⏩ アメリカが持つ抑止力を日本に提供
⏩ 2007年に初めて共同文書で言及、その後民主・自民政権が一貫して支持
⏩ トランプ氏、ハリス氏いずれが大統領に当選しても不確実性あり
2024年7月28日、日米安全保障協議委員会(日米「2+2」)が開催され、両国は米国が核を含む戦力で日本を守る体制強化を進めることで合意した。両政府は、拡大抑止に特化した初の閣僚級会合も開いた。今回の発表は、4月におこなわれた日米首脳会談を受けてのものだ。
会合に参加した両国の外務・防衛担当閣僚。左からロイド・オースティン国防長官、アントニー・ブリンケン国務長官、上川陽子外務大臣、木原稔防衛大臣(Ministry of Foreign Affairs of Japan, CC BY 4.0)
今回の 2+2 会合では、在日米軍の司令部を刷新することが発表された。具体的には、作戦指揮権を持つ統合軍司令部を在日米軍の中に新設する。
これまで、日本に駐留する約5万5,000人の人員に対する作戦指揮は、約6,200km 離れたハワイの米インド太平洋軍が担っていたが、横田基地に新設される司令部がその一部を引き継ぐ(*1)。
新しい司令部は、2024年度末に自衛隊が市ヶ谷に新設する予定の統合作戦司令部(仮称)との調整役として、期待されている。日米の指揮系統が統合されるわけではないが、「両軍がシームレスに連携して活動すること」が目標だと当局者は述べている(太字は引用者による、以下同様)。

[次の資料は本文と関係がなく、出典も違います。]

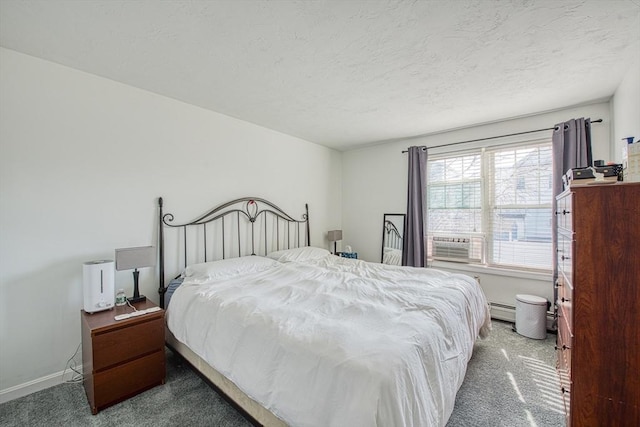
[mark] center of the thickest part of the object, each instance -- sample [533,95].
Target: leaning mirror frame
[392,238]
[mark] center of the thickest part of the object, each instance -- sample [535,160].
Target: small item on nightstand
[121,297]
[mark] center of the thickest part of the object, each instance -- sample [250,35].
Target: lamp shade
[334,235]
[130,258]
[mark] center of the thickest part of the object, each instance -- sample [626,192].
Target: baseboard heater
[507,313]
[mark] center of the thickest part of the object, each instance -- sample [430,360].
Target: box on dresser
[121,358]
[599,304]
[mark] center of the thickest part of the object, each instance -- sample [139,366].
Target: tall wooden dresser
[599,304]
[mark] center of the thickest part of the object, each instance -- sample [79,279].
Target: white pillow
[307,253]
[229,267]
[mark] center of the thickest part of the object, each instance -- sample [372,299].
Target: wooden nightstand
[121,358]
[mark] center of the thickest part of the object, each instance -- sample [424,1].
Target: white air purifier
[98,285]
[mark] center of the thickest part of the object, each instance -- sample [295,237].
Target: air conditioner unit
[457,248]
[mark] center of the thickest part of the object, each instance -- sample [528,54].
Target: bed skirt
[259,413]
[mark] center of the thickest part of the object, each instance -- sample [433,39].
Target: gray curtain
[571,146]
[413,252]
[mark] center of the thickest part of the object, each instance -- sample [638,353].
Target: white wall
[375,182]
[626,109]
[82,162]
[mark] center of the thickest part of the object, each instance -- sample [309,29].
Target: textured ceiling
[343,73]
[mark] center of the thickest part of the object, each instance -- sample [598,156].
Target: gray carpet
[510,381]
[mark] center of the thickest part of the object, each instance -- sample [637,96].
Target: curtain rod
[495,137]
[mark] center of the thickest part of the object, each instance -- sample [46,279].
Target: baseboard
[507,313]
[33,386]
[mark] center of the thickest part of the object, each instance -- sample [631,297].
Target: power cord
[77,376]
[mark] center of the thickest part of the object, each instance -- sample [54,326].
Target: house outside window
[491,206]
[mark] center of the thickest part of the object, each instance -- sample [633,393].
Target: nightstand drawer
[127,343]
[127,380]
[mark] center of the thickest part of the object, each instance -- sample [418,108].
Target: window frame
[488,205]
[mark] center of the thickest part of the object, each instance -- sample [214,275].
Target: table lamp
[135,258]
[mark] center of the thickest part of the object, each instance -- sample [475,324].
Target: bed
[294,335]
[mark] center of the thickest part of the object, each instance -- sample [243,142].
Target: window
[491,206]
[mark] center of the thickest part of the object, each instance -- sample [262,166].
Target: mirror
[392,236]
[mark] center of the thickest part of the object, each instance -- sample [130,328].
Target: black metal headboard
[246,221]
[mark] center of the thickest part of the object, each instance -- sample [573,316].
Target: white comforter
[336,341]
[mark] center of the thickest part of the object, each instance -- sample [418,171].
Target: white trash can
[531,316]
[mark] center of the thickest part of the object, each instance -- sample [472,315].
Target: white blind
[520,197]
[493,205]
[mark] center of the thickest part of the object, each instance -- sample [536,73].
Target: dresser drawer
[565,256]
[565,303]
[126,380]
[564,213]
[565,342]
[116,346]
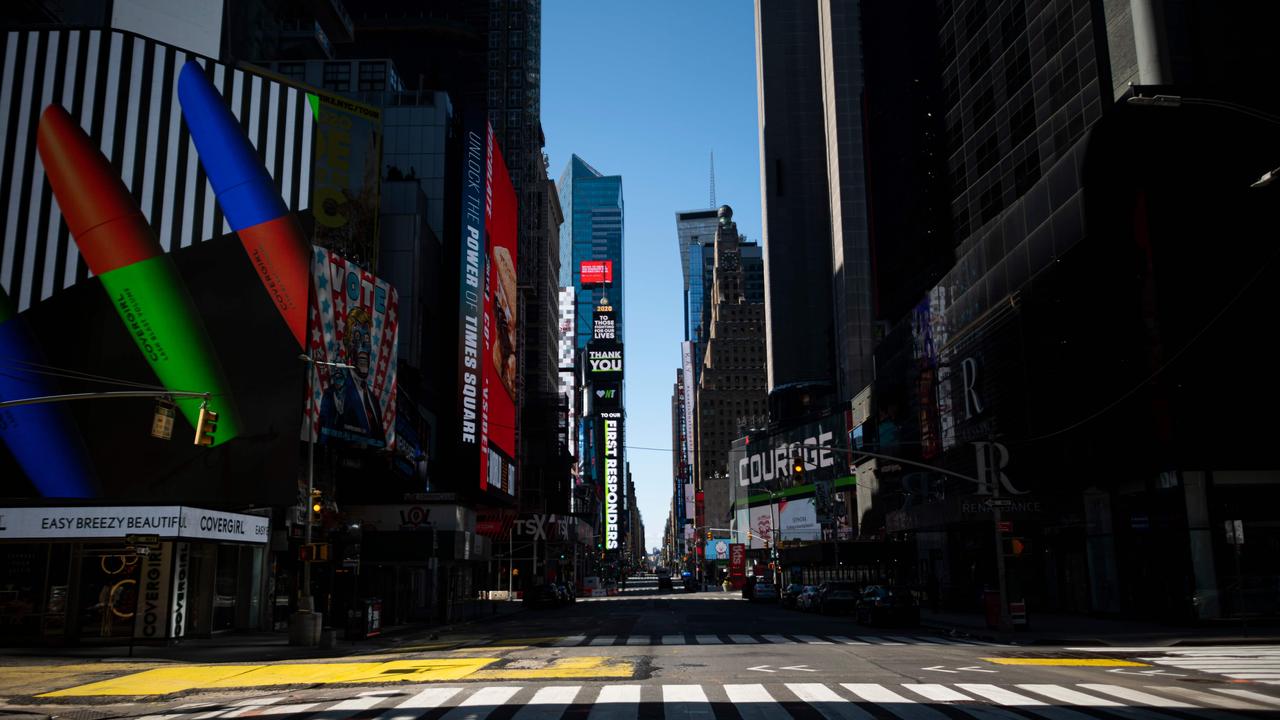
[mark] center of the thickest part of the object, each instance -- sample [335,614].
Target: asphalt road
[698,655]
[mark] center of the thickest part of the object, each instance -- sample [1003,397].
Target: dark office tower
[795,208]
[731,393]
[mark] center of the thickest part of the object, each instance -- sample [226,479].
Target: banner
[347,174]
[595,272]
[472,253]
[501,322]
[353,345]
[611,468]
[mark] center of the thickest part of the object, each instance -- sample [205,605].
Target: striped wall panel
[123,90]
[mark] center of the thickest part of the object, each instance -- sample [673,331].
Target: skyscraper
[593,229]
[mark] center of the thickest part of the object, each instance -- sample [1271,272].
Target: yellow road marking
[1066,661]
[561,669]
[165,680]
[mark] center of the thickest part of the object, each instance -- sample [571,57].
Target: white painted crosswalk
[739,638]
[1256,664]
[906,701]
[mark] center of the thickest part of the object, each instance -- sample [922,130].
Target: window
[293,71]
[337,76]
[373,76]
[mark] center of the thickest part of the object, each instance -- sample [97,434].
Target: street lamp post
[305,628]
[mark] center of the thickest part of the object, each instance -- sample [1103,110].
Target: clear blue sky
[648,91]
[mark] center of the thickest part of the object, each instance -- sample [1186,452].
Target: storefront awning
[165,522]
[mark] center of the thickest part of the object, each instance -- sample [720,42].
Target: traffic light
[206,424]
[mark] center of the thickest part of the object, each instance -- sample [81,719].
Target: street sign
[1235,532]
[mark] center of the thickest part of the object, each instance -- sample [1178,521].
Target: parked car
[766,592]
[883,605]
[808,598]
[542,595]
[837,597]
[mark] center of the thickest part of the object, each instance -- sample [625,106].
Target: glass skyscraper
[593,209]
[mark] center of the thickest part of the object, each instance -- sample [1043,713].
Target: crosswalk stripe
[292,709]
[872,639]
[549,702]
[1069,696]
[1248,695]
[936,692]
[1193,695]
[842,639]
[1134,696]
[425,700]
[997,695]
[826,701]
[753,702]
[812,639]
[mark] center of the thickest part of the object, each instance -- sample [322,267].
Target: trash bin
[365,620]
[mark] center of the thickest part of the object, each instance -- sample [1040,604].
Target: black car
[837,597]
[883,605]
[542,595]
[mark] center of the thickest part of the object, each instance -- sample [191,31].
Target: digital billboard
[502,301]
[472,255]
[164,250]
[353,324]
[611,468]
[347,174]
[595,272]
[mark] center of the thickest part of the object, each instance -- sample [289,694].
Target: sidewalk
[257,647]
[1084,630]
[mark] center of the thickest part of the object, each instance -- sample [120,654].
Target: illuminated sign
[595,272]
[611,455]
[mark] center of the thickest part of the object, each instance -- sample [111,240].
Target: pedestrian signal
[206,424]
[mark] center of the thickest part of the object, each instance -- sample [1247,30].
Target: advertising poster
[472,273]
[353,322]
[760,524]
[165,249]
[501,322]
[347,162]
[595,272]
[798,520]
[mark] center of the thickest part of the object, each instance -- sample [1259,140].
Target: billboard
[501,322]
[347,173]
[595,272]
[611,464]
[353,326]
[767,459]
[472,254]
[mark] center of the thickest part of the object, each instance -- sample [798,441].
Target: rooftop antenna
[713,180]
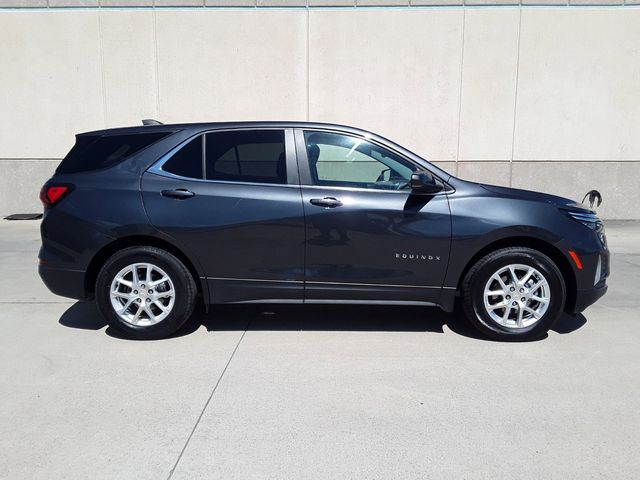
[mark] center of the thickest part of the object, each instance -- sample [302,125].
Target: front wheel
[513,293]
[145,292]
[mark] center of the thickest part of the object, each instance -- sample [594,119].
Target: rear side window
[93,152]
[187,162]
[256,156]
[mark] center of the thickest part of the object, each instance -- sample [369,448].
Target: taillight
[52,194]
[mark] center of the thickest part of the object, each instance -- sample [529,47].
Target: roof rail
[151,121]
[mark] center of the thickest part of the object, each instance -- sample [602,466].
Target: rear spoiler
[151,121]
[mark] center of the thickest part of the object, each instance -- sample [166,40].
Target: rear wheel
[514,293]
[145,292]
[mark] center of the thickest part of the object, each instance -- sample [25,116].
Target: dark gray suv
[148,219]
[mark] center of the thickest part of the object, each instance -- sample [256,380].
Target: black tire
[477,277]
[183,284]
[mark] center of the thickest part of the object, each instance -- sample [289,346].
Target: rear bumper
[66,283]
[589,296]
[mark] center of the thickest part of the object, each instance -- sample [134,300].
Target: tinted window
[246,156]
[342,160]
[93,152]
[186,162]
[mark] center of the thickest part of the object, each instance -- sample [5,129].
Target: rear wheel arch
[108,250]
[546,248]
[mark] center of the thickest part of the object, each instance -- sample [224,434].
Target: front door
[368,237]
[232,198]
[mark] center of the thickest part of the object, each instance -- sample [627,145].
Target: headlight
[591,220]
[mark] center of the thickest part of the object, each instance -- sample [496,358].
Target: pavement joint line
[215,387]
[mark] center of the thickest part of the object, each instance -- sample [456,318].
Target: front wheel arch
[546,248]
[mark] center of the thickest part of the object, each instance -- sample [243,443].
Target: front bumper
[589,296]
[63,282]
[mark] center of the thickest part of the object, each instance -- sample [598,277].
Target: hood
[535,197]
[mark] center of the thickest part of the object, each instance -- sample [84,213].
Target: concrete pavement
[315,392]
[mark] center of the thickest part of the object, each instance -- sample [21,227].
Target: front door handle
[326,202]
[180,193]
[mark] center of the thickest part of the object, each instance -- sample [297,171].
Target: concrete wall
[544,98]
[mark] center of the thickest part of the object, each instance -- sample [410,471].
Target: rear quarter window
[95,152]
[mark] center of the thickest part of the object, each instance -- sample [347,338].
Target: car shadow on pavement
[279,317]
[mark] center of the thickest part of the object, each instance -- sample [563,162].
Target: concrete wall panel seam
[515,100]
[460,92]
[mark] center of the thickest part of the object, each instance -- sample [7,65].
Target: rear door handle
[180,193]
[326,202]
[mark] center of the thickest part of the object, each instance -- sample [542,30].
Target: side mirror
[423,182]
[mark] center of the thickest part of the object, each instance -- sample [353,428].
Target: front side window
[256,156]
[345,161]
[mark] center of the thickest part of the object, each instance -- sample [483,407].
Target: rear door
[368,236]
[233,199]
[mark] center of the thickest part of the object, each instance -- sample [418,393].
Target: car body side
[107,212]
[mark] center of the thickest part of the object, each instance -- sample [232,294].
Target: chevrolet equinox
[149,219]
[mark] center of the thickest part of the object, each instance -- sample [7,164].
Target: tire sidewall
[533,259]
[183,287]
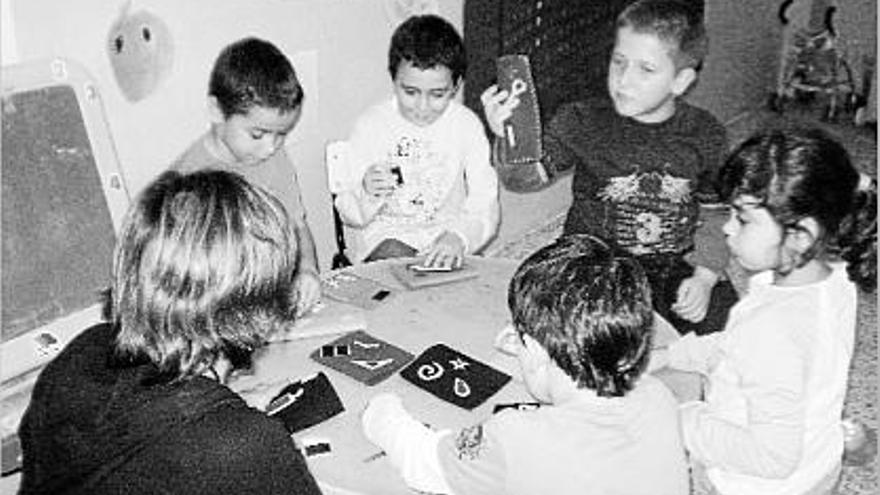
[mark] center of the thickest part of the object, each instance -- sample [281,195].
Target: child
[201,277]
[641,160]
[582,333]
[419,173]
[255,100]
[771,422]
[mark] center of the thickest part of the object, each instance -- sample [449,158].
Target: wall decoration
[141,52]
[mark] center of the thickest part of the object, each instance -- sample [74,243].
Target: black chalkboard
[57,232]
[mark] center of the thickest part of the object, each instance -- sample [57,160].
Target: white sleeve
[355,206]
[480,215]
[410,445]
[769,442]
[693,353]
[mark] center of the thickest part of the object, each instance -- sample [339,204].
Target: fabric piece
[770,423]
[277,174]
[448,182]
[522,138]
[454,376]
[305,403]
[363,357]
[589,445]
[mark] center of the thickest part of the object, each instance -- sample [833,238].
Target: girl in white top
[804,220]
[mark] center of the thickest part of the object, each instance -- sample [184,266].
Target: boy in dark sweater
[642,160]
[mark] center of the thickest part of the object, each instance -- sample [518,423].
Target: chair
[335,154]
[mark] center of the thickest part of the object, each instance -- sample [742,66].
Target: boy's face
[423,95]
[253,137]
[753,236]
[642,78]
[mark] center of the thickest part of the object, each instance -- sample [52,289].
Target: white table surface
[464,315]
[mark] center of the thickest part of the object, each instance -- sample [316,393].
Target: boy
[582,334]
[641,161]
[419,178]
[255,100]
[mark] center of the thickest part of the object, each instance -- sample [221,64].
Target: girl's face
[250,139]
[642,78]
[423,95]
[753,236]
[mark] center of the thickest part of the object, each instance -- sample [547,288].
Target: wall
[740,70]
[339,48]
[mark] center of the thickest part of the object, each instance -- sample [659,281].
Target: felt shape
[141,52]
[454,376]
[414,276]
[305,403]
[363,357]
[522,139]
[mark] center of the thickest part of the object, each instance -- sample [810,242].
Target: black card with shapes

司令部を新設する動きは、「歴史的」とも報じられているが、拡大抑止に関する議論は、両国の間でこれまでも交わされてきた。拡大抑止とはそもそも何で、なぜ今回の動きが歴史的と言われるのだろうか。
(*1)とはいえ、司令官の階級は中将とされているため、実質的な権限をインド太平洋軍が維持する可能性もあると言われている。